Mas na Taberna 2780, em Oeiras, o chefe Cardoso, adepto da cozinha experimental, já anda a pesquisar sobre o tema e admite "umamizar" alguns pratos em breve. "Para intensificar o sabor, temos de deixar os alimentos cozinhar mais tempo, a baixas temperaturas. O umami pode facilitar a tarefa, em especial nos molhos", considera. Todos acreditam que as nossas papilas gustativas ainda têm sabores escondidos por descobrir. "Hoje, a cozinha não é só andar à volta dos tachos", lembra. Passa também pelos laboratórios. 

6 comentários:

MagyMay disse...

Desconhecia esse tal de 5º sabor.
Sempre é interessante conhecer, saber.
Apesar de um fascíniozinho pela cultura oriental, nomeadamente a japonesa, o que me apetece cada vez mais, é simplificar, depurar... no paladar também.

Boa semana, Há

Rosa dos Ventos disse...

Estou absolutamente virgem na gastronomia japonesa!
Tenho de começar para chegar ao 5º... :-)

Abraço

JPD disse...

Em que zona da língua reside essa faculdade?

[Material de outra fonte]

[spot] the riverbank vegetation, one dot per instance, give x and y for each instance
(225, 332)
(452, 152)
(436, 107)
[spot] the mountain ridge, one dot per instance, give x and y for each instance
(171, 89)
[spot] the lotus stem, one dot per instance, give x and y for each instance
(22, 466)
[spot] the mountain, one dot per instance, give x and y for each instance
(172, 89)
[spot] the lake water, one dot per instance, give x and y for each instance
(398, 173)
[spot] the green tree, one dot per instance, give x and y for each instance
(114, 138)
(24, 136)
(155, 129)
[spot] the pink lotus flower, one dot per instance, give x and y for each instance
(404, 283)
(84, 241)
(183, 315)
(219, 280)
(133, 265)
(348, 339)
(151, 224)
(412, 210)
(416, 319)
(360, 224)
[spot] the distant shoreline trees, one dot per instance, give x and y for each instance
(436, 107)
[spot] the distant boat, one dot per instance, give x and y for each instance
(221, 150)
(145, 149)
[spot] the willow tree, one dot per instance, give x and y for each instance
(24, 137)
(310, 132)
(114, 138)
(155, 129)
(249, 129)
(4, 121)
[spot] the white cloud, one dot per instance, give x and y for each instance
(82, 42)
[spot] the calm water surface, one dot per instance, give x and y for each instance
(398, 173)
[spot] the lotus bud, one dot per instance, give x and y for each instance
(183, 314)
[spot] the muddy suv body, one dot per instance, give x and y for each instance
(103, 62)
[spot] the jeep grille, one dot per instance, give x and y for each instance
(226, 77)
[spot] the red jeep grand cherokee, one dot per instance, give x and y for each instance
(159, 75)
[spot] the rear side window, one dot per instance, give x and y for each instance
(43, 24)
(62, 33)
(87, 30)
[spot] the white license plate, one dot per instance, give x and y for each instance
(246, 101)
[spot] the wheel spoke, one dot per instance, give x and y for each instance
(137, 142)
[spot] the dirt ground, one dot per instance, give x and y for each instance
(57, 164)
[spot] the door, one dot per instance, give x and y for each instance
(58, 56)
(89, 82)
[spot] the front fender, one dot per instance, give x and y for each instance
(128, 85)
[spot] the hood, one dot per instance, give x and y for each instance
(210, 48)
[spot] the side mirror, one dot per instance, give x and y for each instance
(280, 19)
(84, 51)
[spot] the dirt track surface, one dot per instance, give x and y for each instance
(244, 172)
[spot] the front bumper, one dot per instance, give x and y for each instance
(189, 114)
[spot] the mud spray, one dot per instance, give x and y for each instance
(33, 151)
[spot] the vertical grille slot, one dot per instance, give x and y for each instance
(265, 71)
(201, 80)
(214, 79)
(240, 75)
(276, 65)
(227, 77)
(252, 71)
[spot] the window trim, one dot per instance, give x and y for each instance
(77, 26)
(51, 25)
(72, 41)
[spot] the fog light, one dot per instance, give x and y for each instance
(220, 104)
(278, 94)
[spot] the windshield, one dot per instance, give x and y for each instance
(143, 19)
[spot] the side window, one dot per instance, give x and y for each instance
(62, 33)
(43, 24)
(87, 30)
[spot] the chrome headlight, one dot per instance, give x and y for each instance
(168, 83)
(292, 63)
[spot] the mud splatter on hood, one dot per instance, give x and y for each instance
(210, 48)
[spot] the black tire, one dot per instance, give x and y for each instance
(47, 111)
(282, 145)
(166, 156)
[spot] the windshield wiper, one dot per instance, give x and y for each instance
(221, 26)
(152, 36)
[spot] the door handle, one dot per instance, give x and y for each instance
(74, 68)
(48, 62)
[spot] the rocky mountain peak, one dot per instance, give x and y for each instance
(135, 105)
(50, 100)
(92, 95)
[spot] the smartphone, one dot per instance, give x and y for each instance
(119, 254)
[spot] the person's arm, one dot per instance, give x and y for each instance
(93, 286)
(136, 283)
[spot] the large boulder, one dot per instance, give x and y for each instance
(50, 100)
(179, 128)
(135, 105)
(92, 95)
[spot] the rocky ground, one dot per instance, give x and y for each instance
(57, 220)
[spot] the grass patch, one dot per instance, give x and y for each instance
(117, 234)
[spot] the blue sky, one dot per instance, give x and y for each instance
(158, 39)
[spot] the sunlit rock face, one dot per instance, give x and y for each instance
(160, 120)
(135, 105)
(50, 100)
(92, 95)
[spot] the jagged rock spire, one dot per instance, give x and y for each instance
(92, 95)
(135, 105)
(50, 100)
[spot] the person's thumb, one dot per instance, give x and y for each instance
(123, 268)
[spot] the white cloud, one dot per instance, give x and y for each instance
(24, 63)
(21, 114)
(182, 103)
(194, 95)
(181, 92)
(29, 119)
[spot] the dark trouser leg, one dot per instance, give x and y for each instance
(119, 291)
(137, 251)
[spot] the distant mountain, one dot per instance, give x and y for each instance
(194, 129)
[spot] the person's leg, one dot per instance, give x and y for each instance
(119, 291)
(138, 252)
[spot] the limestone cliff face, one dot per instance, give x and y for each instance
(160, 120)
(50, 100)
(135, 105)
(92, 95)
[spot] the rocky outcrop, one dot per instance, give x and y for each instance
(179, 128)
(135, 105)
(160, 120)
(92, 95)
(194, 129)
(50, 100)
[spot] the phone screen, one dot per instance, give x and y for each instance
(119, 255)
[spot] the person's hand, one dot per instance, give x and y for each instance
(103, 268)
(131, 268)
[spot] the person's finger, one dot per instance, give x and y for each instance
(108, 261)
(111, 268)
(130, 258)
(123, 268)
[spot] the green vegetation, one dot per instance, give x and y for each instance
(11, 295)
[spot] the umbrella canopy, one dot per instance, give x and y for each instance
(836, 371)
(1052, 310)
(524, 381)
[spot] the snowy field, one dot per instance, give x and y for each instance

Os sabores deliciosos da cozinha portuguesa têm proporcionado prazeres inauditos, verdadeiras reliquias.
Não com a sofisticaçã que relatas.

Aqui em Portugal onde poderemos exercitar essa faculdade?

Bjs

Carlos Barbosa de Oliveira disse...

O meu comentário nada tem a ver com o post, mas queria dizer-lhe que ainda bem que apareceu porque desde há uns dias, quando tento entrar aqui através do link que tenho no CR, não consigo. Pensei que tivesse encerrado o blog. Felizmente estava enganado.

lis disse...

Os japoneses sempre na frente com sua comida impecável.
Aqui no Brasil já está sendo usado em restaurantes mais sofisticados é tido como "delicioso sabor" e como os pratos brasleiros privilegiam o apuro dos ingredientes eleva também a presença do umami.Particularmente, nao sou boa em gustaçao ,meu paladar costuma nao reconhecer rs Bom texto, gostei da novidade.
muitos abraços pra ti

papoila disse...

Eu, tal como o Carlos, só hoje consegui vir aqui!
Pelo que li, acontecia-me exactamente o mesmo.
Não conheço este 5º...achei interessante, mas nisto de paparocas eu sou muito básica:
adoro comida saborosa, portuguesa e caseira! Sou um "bom garfo" e uma má cozinheira!
Mas...é bom ficar a saber destas novidades.